Il futuro delle città intelligenti: uguaglianza e visibilità per tutti

Immagina di vivere in una città che non riesce a vederti. Quando cammini per le sue strade, i sistemi che governano l’acqua, la salute e i trasporti non sanno che esisti. Per oltre un miliardo di persone nel mondo, questa non è una triste favola, ma la cruda realtà di ogni giorno. La tecnologia sta cambiando i nostri spazi urbani, ma rischia di creare muri invisibili e silenziosi. È giunto il momento di unire i nostri sforzi per costruire comunità basate sull’uguaglianza, dove i dati siano uno strumento per includere e mai per dividere.

Gli invisibili delle nostre comunità

Oggi, le città si affidano sempre di più ai sistemi digitali per prendere decisioni essenziali. Eppure, le persone più fragili restano tagliate fuori. Chi vive nei quartieri più poveri, nelle periferie dimenticate o negli insediamenti informali non è presente negli archivi cittadini. Senza queste informazioni, per chi governa la città queste persone semplicemente non esistono. Questo significa non avere accesso ai servizi di base, non ricevere aiuto durante le emergenze e non avere voce nelle decisioni importanti. La vera uguaglianza richiede che ogni cittadino sia contato, riconosciuto e servito con profonda dignità.

I dati come strumento di uguaglianza

La nostra visione per il futuro deve essere molto chiara: la vera città intelligente è quella che mette le persone al centro del suo sviluppo. Non abbiamo bisogno di tecnologie fredde e distanti, ma di strumenti digitali guidati da un profondo scopo umano. Dobbiamo raccogliere e usare le informazioni cittadine per capire dove c’è più bisogno di aiuto, per portare luce nelle zone d’ombra delle nostre comunità. L’uguaglianza attraverso i dati significa dare potere a chi oggi è escluso, permettendo a tutti di partecipare alla vita pubblica.

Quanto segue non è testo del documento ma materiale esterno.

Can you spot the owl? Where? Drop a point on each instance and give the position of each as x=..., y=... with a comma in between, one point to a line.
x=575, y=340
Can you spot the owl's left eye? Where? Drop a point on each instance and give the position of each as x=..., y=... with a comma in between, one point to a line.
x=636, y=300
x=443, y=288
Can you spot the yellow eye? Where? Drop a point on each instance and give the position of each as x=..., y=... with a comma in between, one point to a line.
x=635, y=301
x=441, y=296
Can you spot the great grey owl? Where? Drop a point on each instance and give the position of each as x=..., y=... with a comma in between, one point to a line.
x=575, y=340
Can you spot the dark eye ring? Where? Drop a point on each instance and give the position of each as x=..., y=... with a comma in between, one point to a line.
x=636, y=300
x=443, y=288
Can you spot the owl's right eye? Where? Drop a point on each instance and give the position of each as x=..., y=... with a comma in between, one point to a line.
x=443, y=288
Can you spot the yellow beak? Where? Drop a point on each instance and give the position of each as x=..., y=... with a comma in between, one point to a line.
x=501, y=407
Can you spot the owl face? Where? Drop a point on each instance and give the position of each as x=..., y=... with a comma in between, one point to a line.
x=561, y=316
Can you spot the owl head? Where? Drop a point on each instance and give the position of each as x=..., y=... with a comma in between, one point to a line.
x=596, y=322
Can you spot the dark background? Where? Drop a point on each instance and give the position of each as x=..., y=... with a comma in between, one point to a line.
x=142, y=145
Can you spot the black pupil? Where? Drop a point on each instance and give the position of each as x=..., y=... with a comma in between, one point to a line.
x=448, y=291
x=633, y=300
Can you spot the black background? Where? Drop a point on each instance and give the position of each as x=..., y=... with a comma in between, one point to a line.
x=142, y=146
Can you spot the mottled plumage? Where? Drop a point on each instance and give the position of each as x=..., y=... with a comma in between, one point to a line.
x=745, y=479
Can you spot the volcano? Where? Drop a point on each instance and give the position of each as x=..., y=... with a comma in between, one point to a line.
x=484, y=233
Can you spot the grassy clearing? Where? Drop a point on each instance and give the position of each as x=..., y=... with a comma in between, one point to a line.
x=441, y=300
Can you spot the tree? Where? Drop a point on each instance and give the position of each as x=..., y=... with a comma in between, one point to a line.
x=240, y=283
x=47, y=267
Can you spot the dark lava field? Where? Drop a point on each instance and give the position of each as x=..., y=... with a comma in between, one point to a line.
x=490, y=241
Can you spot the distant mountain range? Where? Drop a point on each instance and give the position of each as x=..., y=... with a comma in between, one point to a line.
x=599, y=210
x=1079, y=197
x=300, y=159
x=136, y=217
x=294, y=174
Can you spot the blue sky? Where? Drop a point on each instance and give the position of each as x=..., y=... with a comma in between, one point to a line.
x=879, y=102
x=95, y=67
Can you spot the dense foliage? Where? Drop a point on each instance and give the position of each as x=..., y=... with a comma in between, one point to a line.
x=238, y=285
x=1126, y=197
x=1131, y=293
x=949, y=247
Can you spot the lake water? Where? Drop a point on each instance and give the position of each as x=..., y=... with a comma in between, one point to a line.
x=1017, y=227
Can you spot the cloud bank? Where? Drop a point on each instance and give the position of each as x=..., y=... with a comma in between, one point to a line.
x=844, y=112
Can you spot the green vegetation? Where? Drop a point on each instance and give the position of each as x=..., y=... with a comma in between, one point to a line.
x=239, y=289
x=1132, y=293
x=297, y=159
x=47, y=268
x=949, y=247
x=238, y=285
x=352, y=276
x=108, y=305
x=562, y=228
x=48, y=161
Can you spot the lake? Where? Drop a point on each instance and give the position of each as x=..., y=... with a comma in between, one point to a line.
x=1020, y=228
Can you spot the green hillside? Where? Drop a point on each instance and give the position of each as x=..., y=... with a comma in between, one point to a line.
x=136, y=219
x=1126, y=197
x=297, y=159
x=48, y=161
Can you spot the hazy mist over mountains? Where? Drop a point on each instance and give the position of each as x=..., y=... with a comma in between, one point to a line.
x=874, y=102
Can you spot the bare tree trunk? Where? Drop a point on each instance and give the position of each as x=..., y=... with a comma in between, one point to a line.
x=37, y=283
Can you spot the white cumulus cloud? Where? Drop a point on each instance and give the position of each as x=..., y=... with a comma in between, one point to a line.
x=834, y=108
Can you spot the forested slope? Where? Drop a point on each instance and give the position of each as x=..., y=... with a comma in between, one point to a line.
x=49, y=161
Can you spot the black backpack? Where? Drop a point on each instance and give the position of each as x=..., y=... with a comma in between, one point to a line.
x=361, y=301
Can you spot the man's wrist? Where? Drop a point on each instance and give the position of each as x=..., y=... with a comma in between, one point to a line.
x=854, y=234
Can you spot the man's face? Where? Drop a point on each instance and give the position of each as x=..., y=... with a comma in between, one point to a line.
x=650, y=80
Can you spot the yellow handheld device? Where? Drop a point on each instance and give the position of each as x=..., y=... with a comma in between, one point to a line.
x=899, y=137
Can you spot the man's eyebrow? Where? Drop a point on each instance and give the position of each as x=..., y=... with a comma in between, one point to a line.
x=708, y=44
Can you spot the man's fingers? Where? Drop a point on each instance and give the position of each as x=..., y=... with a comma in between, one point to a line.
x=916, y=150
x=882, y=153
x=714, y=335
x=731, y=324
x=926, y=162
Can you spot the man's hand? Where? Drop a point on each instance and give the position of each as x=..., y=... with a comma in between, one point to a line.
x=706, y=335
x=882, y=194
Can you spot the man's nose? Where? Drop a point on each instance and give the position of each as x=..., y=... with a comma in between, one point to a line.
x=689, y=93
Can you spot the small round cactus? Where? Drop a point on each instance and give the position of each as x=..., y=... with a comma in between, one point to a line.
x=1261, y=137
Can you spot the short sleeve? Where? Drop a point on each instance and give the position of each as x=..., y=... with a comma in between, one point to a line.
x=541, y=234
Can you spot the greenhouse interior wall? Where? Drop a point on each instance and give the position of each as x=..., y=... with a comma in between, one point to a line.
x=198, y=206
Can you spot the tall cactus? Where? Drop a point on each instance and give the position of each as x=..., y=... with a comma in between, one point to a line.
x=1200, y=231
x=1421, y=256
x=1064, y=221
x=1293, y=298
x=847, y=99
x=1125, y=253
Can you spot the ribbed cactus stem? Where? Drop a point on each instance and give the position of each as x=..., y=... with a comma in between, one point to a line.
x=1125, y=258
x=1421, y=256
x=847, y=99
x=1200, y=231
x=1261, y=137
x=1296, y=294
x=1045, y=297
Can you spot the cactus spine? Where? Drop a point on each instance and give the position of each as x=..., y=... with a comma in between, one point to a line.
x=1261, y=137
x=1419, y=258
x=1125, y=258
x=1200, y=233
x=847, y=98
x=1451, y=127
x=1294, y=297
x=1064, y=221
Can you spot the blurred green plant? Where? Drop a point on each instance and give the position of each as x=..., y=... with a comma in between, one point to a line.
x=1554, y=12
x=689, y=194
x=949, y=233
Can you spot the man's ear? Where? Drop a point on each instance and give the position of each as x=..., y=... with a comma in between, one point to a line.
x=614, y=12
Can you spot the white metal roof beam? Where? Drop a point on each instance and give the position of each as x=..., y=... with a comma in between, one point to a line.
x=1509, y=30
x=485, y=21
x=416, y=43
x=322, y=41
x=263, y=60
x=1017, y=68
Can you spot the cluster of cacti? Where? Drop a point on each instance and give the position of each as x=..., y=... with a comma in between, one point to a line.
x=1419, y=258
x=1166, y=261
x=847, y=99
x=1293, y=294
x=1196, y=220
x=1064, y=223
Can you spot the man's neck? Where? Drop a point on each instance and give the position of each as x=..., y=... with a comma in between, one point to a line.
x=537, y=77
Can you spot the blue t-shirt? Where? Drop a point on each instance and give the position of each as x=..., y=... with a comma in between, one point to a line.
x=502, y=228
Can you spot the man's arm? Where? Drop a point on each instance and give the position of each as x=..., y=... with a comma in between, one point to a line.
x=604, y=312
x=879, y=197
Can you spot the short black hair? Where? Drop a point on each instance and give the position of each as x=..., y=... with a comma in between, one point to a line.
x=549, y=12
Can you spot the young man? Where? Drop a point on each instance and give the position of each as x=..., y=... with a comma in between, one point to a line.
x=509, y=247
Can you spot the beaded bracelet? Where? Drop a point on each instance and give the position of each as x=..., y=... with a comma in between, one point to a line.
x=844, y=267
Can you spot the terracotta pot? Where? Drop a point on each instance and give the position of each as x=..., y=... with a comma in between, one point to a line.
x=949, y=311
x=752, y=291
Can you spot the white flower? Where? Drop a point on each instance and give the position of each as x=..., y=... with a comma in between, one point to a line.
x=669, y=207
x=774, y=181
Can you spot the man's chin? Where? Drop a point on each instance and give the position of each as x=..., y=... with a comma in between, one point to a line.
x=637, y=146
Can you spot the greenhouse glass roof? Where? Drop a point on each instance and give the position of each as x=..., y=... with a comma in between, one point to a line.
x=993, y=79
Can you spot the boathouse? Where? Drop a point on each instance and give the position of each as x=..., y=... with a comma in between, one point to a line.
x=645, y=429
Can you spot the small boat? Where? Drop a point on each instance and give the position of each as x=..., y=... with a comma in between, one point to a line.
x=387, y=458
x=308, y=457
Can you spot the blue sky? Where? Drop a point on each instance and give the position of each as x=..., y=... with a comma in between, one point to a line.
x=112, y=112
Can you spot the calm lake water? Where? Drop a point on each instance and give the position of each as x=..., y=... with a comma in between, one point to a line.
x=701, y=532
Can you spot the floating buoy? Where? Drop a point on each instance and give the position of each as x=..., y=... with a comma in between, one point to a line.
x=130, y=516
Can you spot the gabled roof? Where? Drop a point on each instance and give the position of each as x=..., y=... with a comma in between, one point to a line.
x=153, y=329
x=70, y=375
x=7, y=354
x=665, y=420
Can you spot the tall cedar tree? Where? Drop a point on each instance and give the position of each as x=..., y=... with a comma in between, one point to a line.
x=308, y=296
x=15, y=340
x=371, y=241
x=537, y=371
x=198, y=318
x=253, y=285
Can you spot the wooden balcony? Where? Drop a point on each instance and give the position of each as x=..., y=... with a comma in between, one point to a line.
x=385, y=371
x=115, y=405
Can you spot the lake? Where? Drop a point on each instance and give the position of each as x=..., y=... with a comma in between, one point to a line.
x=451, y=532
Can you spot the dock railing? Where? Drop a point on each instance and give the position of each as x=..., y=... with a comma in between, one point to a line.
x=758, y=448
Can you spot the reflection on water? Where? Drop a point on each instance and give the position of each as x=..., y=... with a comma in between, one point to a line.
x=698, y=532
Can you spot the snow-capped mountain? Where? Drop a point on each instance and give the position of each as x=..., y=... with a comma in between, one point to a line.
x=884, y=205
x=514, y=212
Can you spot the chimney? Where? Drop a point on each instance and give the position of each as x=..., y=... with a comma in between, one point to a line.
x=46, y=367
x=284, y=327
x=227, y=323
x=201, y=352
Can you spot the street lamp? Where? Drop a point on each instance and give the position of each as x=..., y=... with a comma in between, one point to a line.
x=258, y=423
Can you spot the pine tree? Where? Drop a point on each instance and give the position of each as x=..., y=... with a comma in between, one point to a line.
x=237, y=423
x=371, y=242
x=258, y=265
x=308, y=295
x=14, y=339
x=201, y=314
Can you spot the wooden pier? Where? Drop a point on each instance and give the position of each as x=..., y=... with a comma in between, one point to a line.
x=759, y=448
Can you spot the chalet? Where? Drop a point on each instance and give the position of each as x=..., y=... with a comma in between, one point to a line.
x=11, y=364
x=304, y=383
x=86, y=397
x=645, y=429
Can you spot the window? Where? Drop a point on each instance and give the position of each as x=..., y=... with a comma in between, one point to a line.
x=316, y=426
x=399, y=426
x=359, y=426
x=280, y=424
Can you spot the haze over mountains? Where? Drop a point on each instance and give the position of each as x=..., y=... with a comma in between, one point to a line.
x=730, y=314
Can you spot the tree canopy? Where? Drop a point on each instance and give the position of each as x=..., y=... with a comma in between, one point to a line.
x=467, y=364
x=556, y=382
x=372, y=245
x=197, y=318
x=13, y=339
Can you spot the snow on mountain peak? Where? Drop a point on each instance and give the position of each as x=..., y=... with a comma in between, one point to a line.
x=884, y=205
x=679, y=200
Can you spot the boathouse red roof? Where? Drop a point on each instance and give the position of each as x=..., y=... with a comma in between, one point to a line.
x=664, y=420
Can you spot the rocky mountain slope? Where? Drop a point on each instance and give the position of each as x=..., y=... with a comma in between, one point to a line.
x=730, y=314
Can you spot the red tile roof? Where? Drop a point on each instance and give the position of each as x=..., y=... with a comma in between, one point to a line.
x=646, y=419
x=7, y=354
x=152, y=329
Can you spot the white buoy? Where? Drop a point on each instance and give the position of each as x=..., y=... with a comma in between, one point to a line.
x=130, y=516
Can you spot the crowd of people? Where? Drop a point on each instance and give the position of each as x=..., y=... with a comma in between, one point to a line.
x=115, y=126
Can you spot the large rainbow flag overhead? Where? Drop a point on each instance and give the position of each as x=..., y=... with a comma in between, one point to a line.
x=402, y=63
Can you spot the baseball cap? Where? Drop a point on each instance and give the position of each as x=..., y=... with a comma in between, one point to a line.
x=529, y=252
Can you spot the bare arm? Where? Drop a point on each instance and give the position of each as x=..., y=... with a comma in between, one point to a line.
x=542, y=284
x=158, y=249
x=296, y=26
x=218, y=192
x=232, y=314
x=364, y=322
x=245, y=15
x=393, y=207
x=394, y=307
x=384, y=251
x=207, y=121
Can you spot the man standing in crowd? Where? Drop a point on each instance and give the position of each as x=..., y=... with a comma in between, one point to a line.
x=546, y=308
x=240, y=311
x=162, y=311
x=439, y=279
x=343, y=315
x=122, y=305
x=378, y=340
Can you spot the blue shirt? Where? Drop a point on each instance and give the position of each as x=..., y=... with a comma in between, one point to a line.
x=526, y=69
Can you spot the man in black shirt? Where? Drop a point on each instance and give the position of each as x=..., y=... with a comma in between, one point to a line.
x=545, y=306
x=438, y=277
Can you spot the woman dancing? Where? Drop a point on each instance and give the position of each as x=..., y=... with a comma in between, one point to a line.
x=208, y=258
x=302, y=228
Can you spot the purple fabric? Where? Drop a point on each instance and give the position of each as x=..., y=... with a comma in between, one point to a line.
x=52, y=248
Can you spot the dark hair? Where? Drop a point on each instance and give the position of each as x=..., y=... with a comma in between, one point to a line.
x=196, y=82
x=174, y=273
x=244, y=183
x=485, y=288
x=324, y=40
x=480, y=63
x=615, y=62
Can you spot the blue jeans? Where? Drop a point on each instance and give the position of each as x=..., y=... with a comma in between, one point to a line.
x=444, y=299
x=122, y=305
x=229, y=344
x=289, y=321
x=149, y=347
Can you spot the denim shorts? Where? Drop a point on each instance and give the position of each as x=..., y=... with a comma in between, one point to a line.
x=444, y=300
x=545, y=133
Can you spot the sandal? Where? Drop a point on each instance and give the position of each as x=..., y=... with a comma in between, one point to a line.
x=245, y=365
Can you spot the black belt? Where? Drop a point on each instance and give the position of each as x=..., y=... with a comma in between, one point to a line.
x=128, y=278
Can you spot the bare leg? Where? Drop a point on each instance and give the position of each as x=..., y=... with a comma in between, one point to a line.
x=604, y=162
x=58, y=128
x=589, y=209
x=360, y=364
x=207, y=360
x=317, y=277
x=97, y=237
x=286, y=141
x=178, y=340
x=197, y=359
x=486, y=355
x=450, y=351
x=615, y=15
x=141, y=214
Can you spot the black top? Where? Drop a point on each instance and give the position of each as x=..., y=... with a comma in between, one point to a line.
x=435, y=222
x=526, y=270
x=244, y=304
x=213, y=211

Andare oltre le facili obiezioni

Qualcuno potrebbe obiettare che raccogliere informazioni dettagliate su tutti sia un processo troppo lungo e costoso, o che le città debbano prima pensare a migliorare le strade e i palazzi di chi già paga le tasse. Ma costruire nuove opere basandosi su una mappa sbagliata e parziale è un errore grave. Se continuiamo a usare sistemi di governo basati su informazioni incomplete, renderemo permanenti le ingiustizie del nostro tempo. Non possiamo parlare di progresso finché una sola famiglia viene lasciata indietro a causa della sua invisibilità digitale.

Un passo comune verso l’inclusione

Il destino delle nostre città non dipende dai sensori o dalle macchine, ma dal nostro cuore e dalla nostra decisa volontà politica. Abbiamo il dovere morale di usare l’innovazione per abbattere le barriere, per accogliere chi cerca rifugio e per dare speranza a chi è rimasto escluso. Chi amministra le nostre città deve usare i dati per il bene comune e per l’uguaglianza sociale.